"Ten Billion" recently finished a successful run at London's Royal Court Theatre. The lecture play is a wake-up call on future scenarios for the planet. DW spoke with co-writer and star, Stephen Emmott.
Deutsche Welle: Your performance is called "Ten Billion," referring to some population estimates for the end of the century… does this suggest that overpopulation is at the root of all the world's problems?
Stephen Emmott: No, you could fit all the ten billion people on the planet into Cornwall, and the rest of the planet would be totally empty. So it's not the number of people, but the way we live. "Ten Billion" is the title, because it's obviously related to the population. But "overpopulation" is a loaded term - "overpopulated" according to what? The rate at which we consume, or are running out of space? It's about consumption, really. It's quite conceivable that by the end of this century, the US breadbasket will not be able to produce food - both as a consequence of climate change, and as a consequence of land degradation or pollutant run-off, loss of topsoil. And areas of land where people who have never known food shortages, like in the US and Europe, may well start to suffer toward the end of the century, though probably not in the immediate term.
I'm really glad you mentioned American food production. I have a friend from the area in the US known as the Corn Belt. But I am speaking with you here in Europe.
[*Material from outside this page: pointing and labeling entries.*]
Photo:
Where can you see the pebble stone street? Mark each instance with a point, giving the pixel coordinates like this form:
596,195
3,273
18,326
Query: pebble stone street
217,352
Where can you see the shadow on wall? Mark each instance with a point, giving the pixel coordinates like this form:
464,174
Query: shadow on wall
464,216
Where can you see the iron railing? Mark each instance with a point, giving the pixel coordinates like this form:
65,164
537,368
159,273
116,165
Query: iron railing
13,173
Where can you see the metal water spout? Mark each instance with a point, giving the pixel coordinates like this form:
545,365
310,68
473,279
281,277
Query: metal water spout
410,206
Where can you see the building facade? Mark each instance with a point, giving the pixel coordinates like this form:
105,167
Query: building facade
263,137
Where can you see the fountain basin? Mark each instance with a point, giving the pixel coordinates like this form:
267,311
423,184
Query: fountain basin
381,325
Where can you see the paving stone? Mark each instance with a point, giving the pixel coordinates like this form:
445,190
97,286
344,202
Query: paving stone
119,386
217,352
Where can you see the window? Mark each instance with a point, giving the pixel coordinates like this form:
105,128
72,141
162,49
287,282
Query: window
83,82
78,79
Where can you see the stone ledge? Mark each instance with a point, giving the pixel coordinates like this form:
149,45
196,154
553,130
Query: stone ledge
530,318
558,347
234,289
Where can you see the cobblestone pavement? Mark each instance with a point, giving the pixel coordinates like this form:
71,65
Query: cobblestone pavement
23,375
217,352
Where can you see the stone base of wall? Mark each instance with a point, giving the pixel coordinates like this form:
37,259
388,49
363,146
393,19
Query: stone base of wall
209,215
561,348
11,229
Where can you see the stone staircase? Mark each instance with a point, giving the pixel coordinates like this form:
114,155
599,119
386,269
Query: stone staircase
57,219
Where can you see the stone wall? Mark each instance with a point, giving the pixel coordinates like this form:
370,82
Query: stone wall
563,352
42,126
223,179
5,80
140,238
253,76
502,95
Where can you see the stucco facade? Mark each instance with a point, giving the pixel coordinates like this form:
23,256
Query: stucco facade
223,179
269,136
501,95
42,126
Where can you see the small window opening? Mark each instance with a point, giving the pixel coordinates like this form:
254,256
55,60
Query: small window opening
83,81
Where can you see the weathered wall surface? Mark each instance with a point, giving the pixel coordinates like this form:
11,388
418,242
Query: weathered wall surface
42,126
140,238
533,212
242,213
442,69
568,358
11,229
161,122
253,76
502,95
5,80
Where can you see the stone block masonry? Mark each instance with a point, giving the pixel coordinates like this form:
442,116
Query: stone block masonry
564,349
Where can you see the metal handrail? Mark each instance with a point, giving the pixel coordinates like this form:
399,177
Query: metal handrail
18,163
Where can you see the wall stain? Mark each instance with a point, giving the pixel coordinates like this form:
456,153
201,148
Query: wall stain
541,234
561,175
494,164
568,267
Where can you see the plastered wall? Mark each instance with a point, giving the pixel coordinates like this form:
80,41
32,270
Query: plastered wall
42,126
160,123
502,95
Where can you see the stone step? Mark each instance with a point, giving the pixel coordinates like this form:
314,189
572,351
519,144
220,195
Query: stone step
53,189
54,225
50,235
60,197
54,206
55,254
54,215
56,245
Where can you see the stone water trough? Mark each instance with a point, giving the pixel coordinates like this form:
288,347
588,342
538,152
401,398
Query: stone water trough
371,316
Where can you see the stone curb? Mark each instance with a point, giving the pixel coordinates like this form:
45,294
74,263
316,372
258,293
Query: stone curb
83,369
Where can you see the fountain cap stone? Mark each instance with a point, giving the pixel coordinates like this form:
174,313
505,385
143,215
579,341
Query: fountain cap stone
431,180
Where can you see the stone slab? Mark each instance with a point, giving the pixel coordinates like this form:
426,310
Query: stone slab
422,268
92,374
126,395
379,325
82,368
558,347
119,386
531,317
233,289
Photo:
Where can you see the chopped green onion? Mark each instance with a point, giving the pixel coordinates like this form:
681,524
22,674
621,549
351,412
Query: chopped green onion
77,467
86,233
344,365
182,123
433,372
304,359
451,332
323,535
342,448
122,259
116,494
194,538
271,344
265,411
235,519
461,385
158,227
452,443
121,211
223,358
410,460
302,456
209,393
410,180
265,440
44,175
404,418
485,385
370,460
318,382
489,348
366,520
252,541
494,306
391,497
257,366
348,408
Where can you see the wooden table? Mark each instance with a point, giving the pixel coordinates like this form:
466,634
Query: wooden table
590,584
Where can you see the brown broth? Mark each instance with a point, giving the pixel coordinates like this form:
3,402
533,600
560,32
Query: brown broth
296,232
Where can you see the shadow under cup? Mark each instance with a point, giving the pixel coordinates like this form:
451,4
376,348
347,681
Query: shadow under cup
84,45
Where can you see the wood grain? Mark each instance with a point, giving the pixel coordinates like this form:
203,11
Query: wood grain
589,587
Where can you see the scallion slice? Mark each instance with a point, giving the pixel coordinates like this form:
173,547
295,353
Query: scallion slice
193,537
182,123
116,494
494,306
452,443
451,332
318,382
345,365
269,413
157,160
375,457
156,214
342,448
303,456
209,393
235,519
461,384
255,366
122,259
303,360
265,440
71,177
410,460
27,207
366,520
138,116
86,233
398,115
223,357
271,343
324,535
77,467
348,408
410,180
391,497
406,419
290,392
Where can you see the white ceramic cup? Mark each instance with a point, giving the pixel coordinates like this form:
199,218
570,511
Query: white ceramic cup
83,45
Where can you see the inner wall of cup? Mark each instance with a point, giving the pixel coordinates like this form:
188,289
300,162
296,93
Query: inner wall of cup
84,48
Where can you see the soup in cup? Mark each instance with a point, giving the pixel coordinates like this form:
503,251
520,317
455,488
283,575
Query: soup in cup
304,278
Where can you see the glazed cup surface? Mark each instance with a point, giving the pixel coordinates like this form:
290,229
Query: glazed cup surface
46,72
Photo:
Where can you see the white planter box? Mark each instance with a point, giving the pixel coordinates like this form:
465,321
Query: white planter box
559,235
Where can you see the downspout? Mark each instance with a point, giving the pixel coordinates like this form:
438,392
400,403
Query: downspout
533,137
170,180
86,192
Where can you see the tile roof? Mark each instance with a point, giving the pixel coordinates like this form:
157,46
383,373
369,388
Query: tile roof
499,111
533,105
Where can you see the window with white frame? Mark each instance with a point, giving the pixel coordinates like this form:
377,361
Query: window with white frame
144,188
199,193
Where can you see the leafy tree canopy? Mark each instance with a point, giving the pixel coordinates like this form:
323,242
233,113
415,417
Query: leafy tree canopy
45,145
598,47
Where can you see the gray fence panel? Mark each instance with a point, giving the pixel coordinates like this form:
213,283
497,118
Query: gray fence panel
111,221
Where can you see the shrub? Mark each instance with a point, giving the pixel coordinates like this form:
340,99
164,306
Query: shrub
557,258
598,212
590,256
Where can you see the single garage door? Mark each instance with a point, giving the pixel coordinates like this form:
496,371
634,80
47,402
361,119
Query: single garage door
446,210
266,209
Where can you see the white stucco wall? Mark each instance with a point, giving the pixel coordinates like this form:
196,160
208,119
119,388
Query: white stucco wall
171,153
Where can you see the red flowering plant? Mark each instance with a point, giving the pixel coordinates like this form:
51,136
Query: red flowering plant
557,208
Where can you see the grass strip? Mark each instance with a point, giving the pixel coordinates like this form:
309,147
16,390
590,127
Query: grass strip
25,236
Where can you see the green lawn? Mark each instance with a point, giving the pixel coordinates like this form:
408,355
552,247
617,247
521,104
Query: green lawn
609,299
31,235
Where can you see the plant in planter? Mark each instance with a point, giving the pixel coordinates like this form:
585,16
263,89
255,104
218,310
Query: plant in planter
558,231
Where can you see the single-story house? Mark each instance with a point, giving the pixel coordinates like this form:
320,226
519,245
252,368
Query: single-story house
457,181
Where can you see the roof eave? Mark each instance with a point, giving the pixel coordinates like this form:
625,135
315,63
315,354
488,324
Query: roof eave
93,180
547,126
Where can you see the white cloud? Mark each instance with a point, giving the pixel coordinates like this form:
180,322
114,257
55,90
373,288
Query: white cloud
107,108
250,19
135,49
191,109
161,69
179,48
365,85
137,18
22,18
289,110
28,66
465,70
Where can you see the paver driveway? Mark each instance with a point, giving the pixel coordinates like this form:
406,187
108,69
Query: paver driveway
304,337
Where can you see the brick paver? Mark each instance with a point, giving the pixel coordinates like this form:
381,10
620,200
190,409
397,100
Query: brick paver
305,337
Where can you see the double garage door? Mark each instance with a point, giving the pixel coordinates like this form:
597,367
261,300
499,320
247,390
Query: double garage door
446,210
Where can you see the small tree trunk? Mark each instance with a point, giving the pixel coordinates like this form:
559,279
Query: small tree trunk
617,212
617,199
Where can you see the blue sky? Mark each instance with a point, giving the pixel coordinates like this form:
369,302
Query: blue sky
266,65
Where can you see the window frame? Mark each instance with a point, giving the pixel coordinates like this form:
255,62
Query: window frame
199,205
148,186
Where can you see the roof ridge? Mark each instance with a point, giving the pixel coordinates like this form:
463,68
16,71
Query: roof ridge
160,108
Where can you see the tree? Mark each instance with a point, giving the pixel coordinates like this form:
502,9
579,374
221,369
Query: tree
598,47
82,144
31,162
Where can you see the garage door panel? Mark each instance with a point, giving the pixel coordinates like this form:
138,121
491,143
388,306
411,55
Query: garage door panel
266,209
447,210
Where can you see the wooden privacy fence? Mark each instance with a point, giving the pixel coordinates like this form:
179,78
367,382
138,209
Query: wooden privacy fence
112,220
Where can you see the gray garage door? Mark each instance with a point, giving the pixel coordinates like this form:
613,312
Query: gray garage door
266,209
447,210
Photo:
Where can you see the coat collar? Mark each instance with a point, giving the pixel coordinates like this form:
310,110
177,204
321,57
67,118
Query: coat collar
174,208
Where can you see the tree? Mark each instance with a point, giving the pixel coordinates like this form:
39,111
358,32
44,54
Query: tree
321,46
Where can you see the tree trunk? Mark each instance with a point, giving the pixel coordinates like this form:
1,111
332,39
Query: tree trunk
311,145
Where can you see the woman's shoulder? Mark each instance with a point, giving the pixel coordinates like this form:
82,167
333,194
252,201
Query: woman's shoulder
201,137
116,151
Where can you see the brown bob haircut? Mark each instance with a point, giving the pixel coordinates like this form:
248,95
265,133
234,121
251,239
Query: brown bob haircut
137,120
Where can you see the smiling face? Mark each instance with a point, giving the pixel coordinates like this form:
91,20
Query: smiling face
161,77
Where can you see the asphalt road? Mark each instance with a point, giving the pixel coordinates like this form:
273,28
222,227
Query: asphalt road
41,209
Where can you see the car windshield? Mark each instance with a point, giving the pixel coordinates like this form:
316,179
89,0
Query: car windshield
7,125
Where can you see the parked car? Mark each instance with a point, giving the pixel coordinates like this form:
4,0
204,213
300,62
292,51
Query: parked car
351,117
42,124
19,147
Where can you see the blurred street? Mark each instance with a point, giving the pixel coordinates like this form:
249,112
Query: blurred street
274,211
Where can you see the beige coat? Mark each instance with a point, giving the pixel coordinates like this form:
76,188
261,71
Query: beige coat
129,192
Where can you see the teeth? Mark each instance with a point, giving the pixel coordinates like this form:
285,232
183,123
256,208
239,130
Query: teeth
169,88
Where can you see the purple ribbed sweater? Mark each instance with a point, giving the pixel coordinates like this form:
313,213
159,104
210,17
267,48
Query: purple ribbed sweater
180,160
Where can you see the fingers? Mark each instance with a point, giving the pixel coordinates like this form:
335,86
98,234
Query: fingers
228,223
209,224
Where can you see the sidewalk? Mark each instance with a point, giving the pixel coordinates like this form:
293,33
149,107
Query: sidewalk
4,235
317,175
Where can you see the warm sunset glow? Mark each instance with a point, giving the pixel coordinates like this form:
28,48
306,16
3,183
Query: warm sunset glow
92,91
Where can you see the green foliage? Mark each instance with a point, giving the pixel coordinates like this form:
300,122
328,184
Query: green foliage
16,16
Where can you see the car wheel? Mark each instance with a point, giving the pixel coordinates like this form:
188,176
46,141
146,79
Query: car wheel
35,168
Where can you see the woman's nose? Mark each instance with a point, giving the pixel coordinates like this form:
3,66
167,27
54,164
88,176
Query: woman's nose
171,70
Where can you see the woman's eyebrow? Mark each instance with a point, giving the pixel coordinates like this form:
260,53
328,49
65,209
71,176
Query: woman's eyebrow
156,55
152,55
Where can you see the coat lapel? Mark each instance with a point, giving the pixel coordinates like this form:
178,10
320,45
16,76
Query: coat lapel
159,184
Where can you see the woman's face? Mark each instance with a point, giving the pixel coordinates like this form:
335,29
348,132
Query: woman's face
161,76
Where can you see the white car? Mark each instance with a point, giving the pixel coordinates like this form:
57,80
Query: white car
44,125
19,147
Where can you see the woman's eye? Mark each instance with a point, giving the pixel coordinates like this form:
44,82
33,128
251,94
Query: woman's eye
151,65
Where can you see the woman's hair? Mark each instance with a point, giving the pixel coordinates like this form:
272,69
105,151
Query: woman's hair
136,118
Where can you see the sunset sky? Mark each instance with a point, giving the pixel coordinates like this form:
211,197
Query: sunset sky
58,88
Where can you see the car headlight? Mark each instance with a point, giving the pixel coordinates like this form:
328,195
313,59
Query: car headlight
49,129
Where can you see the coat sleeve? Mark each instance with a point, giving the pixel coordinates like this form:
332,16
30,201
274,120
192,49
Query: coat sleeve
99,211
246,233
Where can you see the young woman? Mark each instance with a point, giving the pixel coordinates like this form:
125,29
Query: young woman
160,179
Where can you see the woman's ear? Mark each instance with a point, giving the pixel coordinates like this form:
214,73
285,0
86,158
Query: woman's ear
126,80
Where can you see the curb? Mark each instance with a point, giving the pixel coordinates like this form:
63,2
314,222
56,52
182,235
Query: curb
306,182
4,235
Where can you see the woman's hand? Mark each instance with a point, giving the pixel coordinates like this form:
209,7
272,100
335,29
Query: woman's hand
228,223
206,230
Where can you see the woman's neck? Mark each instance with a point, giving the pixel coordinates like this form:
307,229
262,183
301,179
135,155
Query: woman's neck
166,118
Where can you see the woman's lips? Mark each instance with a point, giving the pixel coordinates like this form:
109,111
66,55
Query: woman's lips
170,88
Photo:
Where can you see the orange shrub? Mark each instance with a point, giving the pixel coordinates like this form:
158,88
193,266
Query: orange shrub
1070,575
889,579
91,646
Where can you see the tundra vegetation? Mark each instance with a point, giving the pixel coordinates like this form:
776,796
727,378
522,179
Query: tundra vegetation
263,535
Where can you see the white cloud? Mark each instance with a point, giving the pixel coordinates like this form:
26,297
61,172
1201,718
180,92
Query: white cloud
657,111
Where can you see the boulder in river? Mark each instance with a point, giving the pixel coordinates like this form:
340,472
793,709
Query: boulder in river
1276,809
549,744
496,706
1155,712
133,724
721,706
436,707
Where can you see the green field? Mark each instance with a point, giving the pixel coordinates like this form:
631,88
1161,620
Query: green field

If we wake up one day on different continents, in different countries - each with ten billion - and open our newspapers and discover what kind of a world, what kind of a country we are living in, what the government's like, what the militarization of our country has become, where we're getting our food from, how different are our two worlds?
They may not be that different at all, just because the entire food system is so globalized. You know, much of the American grain and corn production is exported and it's the same with the Russian grain harvest. Which is why, in 2010, when there was a Russian and Eastern European heat wave - which destroyed 40 percent of Russia's 100-million-ton grain harvest -, Russia issued an embargo on exports and that caused absolute chaos in the global food commodities market. That, in turn, caused an unprecedented food price spike and that, in turn, caused food riots in Asia and North Africa because people couldn't afford basic food commodities, and that in turn led directly - just a number of weeks later - to the violence of what we now term the "Arab Spring." I think that is a glimpse of what we can expect increasingly around the world. Of course there were other aspects in the Arab Spring - to do with dictatorships and one thing or another, but its principal origin was an inability to be able to afford the steep prices in food as a consequence of the chaos in the commodities market, purely as a consequence of the destruction of the Russian harvest.
Now, had there not been the destruction of 40 percent of a 100-million-ton Russian grain harvest, but a destruction of 40 percent of a 400-million-ton, US grain harvest, it would have been complete pandemonium around the planet.
And that's what makes what's happening right now - with the drought in the US Corn Belt - so interesting…
Yes, we've got another record heat wave and yet another record drought in the US, which currently threatens 30 percent of the entire US corn and grain harvest. Let's also bear in mind that, in addition to the fact that we're currently just weeks away from knowing whether or not we have absolute calamity on our hands as a result of the destruction of the US grain and corn crop, 60 percent of Manila is currently under water. I mean, can you imagine? It's a capital city of a very populous country - the Philippines. Can you imagine if 60 percent of London were under water, or 60 percent of Washington, D.C.? It's just unimaginable. And yet, it was only just recently that 600 million people in northern India were without electricity whatsoever for two days as a consequence of demand, out-stripping, and the inability of the Indian government to supply energy. The Indian government's response to that is to simply go and build more power stations, which is just going to accelerate the problem even further.
Stephen, you're not just a member of the scientific community now. You're also a member of the theater community and in the theater community, they say "break a leg" before a performance. But you seem to have broken your back for your performances.
Yes, [laughs], broken my back, but I'm coping.
And in fact, you coped all through the two-week run, you managed to make it to the Royal Court Theatre every night.
It was actually a month. It was on for a month with a break in-between where I gave the same talk at a festival in Avignon, which I thought was a small affair until I got there and realized it was a pre-eminent, massive festival in France where all the great and the good in that sort of world all go every year.
The title of "Ten Billion" refers to population estimates for the end of the century. The lecture play, co-written and directed by Katie Mitchell, starred Stephen Emmott, Head of Computational Science at Microsoft Research and Professor of Computational Science at University of Oxford. His lab is recognized for its pioneering approaches to tackling fundamental problems in science - in particular, outstanding problems in predicting the future of the climate of life on Earth. During the run at the Royal Court Theatre, Stephen Emmott stood in a replica of his own office, and presented the audience with a stark vision of the future - a vision based on science.